Detect available scripts first. Missing gate = ⏭️ skipped. Stop on first failure.

**Status**: ✅ Passed | ❌ Failed (blocking) | ⚠️ Warning | ⏭️ Skipped

## Flags

| Flag | Behavior |
|------|----------|
| `--quick` | Smoke tests only |
| `--fix` | Auto-fix lint |
| `--verbose` | Full output |
| `--no-security` | Skip security scan |

## Checkpoints

`checkpoint save|compare|list|diff` — captures test counts, type errors, lint errors, security issues, coverage %, file checksums.

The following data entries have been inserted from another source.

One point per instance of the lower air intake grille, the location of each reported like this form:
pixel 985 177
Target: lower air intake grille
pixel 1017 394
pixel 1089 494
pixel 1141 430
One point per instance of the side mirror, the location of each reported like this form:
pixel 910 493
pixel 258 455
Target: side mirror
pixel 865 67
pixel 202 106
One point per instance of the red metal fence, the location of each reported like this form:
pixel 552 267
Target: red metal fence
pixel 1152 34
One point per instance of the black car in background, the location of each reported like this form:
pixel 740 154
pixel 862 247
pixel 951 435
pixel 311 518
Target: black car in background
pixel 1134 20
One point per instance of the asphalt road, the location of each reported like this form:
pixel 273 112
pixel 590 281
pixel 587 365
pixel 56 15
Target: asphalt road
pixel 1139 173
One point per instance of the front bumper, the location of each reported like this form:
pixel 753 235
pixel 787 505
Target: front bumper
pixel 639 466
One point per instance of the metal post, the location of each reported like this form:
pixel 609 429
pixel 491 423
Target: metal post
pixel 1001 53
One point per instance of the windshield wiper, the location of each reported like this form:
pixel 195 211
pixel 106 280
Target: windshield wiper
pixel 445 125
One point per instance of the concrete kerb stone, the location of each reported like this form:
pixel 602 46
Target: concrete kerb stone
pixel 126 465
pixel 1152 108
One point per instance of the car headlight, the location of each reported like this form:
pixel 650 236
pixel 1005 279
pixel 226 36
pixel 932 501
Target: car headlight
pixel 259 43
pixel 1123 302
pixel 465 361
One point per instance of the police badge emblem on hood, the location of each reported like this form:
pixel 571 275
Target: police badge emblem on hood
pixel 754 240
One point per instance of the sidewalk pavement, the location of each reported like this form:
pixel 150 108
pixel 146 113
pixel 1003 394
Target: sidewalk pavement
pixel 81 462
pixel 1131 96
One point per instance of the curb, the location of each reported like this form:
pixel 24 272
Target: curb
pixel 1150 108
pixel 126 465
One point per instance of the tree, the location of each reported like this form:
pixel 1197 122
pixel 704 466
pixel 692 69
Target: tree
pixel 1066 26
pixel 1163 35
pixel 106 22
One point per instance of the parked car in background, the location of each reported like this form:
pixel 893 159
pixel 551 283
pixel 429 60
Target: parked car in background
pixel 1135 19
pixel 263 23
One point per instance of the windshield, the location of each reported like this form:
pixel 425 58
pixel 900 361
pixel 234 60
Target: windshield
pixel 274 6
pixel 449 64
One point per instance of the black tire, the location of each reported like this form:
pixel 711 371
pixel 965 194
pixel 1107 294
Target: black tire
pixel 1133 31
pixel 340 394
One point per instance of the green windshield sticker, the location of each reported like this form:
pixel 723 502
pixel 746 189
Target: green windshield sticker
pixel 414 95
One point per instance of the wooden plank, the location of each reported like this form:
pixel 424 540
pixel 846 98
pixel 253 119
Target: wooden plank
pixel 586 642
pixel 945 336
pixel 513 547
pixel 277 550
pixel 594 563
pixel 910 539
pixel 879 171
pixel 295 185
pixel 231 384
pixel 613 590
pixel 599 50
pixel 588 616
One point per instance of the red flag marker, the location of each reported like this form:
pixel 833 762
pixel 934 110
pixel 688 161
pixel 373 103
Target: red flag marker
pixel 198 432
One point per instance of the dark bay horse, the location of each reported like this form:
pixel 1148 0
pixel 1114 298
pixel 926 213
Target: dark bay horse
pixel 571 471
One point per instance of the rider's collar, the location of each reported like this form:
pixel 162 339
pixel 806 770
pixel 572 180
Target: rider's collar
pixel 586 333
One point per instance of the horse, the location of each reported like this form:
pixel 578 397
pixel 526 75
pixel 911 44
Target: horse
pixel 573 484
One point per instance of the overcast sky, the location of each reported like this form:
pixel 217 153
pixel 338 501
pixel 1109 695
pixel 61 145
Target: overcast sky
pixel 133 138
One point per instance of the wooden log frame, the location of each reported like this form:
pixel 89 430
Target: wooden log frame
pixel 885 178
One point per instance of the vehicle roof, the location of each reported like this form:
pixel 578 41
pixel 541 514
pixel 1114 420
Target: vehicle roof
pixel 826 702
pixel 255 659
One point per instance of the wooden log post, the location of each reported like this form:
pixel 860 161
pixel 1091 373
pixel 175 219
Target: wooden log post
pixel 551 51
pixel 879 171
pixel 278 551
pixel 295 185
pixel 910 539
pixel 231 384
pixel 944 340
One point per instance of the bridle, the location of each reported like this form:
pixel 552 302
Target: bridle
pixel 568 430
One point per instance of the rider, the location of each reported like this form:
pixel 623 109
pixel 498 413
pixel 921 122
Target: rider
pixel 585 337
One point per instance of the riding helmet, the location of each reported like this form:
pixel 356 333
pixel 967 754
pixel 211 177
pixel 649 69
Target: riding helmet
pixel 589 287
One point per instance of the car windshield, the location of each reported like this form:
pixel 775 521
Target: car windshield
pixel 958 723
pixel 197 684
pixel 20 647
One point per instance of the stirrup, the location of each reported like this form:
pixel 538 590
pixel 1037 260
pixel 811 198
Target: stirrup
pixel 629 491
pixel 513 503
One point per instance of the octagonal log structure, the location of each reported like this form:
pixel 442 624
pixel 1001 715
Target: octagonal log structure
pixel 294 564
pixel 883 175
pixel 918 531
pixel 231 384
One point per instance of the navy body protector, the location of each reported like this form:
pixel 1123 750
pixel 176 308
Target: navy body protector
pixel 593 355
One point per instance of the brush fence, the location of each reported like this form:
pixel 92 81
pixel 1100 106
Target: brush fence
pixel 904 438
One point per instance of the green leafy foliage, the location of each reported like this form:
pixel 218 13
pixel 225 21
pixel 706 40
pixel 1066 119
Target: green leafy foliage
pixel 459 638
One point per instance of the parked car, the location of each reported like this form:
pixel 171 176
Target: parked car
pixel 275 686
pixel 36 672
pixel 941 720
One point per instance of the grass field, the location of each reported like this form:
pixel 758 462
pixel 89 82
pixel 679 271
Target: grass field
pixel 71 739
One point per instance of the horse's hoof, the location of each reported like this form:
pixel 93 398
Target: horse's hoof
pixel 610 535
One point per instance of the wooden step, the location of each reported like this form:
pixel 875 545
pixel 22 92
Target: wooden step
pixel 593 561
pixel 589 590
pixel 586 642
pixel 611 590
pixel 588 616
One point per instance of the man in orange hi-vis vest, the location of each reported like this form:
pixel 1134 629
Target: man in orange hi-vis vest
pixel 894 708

Flags regressions (decreased passes, increased errors).

## On Failure

1. Identify which level failed
2. Use systematic-debugging skill
3. Max 2 fix attempts
4. Still failing → AskUserQuestion: what failed, what tried, 2-3 alternatives

## HITL Gates

- **All pass** → AskUserQuestion: "All gates pass. Ready to commit/ship?"
- **Any fail** → AskUserQuestion: "(a) Fix issues (b) Skip gate (c) Abort — I'll fix manually"

## Environment Health Checks (run BEFORE L1-L6)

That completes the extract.